Quote:
Originally Posted by never fade
Just feel the need to point out a couple of iffy assumptions that seem to be commonly held here; -
1. if the quads was a bad laydown, other guy would have shown.
Why? yes, it would be massively tilting, but there is a thing called class, which whilst rare in the poker world, is not unheard of. Espepcially in a live setting, uber-high buy-in tourney.
2. all the comments about the guy being an amatuer or a business man - i.e. is something of a mark. Not being a 'pro' - i.e. deriving income from other sources besides the game - does not mean the player lacks the ability to think and play at pro level. As some poster above said, this russian is one of the top high-stakes class players in Russia (obviosuly just taking this at its word, no idea if actually true). Dangerous assumption that he is a weak, or even just a weaker, player that the named pro's in the field.
If hand played out as described above, i.e. quads led with significant overbet on river, then fwiw my money is on this being by far and awaythe greatest fold I've every heard of. Admittedly it could be a close thing between JJ and 10 9s, but why put it all in such a close call.
+1 to both parts of this.
I think the tabling to tilt concept is the thinking of 20-somethings, but the hand was played by a 70-something.
On the amateur thing. The assumption is that "amateur" always means the typical donkey at the local 1/2 NL game. Obviously that's not always the case.
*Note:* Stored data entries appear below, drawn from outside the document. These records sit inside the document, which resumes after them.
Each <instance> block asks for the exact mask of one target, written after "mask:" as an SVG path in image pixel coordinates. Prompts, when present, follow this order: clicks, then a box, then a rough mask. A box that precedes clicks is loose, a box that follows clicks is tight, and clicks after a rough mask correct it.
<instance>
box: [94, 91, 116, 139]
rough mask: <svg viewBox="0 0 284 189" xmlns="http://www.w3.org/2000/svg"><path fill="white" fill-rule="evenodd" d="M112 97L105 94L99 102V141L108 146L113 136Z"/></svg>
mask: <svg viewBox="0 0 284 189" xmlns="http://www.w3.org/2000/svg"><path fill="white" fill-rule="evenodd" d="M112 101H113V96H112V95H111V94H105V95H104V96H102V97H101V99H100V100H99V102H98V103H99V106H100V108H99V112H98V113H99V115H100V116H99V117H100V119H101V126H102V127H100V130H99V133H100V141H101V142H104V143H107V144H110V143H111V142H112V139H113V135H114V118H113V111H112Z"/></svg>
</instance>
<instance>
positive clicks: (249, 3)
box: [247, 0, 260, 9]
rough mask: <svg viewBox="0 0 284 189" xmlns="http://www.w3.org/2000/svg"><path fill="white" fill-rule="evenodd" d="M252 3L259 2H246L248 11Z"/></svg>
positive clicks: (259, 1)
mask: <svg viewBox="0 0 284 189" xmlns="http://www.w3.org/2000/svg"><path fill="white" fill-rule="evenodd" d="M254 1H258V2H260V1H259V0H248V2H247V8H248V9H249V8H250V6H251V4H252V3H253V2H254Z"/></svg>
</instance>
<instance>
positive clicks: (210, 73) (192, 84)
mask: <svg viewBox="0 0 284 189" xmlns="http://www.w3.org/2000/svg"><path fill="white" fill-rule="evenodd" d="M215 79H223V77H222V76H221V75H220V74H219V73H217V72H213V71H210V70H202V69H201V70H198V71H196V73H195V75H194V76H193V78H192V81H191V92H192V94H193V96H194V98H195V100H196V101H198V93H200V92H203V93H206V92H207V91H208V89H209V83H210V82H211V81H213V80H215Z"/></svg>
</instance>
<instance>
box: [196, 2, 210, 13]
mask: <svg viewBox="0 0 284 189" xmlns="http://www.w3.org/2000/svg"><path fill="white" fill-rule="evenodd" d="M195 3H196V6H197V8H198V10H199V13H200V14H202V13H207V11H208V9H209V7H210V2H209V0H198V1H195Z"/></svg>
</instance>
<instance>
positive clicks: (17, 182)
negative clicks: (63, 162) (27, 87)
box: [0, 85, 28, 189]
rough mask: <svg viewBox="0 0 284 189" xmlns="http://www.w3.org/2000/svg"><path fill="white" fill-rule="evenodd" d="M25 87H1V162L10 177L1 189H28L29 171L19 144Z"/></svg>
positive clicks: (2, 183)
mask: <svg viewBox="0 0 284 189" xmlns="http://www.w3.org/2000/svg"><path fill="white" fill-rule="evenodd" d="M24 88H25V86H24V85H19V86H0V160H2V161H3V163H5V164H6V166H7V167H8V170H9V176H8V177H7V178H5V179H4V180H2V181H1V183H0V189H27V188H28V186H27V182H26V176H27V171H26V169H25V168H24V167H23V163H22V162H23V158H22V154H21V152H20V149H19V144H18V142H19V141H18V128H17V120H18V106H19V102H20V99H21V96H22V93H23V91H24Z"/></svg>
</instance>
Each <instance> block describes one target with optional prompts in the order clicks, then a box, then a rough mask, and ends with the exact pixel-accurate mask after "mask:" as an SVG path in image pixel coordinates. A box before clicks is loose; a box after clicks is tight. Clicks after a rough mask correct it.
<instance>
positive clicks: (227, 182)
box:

I think it comes down to this. Smirnov considered the situation too marginal even including some JJ/KK/Misplayed Flush in the "amateur's" range and felt that he shouldn't risk his tournament life in what his reads told him was a marginal situation. If he believes his play in other spots vs the field is more +EV than his EV in the newly famous hand, he folds. He still has a healthy stack, and has a chance to win, so what was a bad "cash game" fold is an ok tournament fold. That said, like 99.99% of good and bad players, I'd have called - just saying the fold isn't overly bad.